Sono le campane a festa delle chiese della città a richiamare i fedeli alla messa: oggi è la solennità dell’Ascensione ma, soprattutto, è la prima domenica dopo il lockdown che ha costretto a non poter celebrare l’Eucaristia per 75 giorni. E la risposta è stata positiva, con una partecipazione che ha riempito molte chiese (ovviamente con i nuovi numeri del distanziamento) e dove possibile, lo spazio sacro è stato ampliato anche all’aperto, sul sagrato, sempre rispettando la dovuta lontananza.

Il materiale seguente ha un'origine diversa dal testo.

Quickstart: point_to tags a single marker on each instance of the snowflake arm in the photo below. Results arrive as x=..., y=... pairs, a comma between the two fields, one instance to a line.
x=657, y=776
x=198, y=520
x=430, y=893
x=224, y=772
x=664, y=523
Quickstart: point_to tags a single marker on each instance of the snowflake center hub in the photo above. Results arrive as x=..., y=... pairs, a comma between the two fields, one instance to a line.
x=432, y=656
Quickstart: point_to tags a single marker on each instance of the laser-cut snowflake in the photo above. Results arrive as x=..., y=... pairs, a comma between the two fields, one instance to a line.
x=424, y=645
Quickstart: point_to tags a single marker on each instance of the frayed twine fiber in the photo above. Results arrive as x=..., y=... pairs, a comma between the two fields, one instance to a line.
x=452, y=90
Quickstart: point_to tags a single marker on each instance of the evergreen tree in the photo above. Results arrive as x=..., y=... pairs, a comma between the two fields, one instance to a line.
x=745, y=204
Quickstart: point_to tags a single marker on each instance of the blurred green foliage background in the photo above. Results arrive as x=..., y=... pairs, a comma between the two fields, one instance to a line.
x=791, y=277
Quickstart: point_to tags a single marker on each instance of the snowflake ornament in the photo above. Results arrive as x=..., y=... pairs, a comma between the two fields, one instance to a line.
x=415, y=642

Inevitabilmente è un clima tutto particolare quello che si vive tra la gente che ha voluto riprendere ad andare a messa. Da un lato un po’ di sorpresa, di curiosità ed anche ancora un po’ di smarrimento per tutte le novità obbligate che fanno della chiesa un ambiente un po’ asettico, lontano dal familiare luogo di incontro comunitario, ma dall’altro c’è la gioia del ritrovarsi insieme – «Finalmente!» dicono molti fedeli – per vivere nuovamente, seppur tra i condizionamenti inevitabili, un momento di spiritualità e di preghiera che era mancato a tantissime persone.
«Per me è stata davvero una tristezza dell’anima, ora è finita!» confida una signora dopo aver fatto il segno di croce senza intingere la mano dell’acquasantiera – che è asciutta – ma avendole igienizzate con il gel disinfettante.
Tempi nuovi di coronavirus, ma fede immutata che ritrova una sua dimensione naturale. Pur restando sullo sfondo il dolore delle troppe morti di questi mesi.
Nella chiesa di Santa Rita celebra il parroco padre Marco Canali: ogni messa domenicale – avvisa – sarà anche di suffragio, una per ciascun defunto a cui non è stato possibile celebrare il funerale.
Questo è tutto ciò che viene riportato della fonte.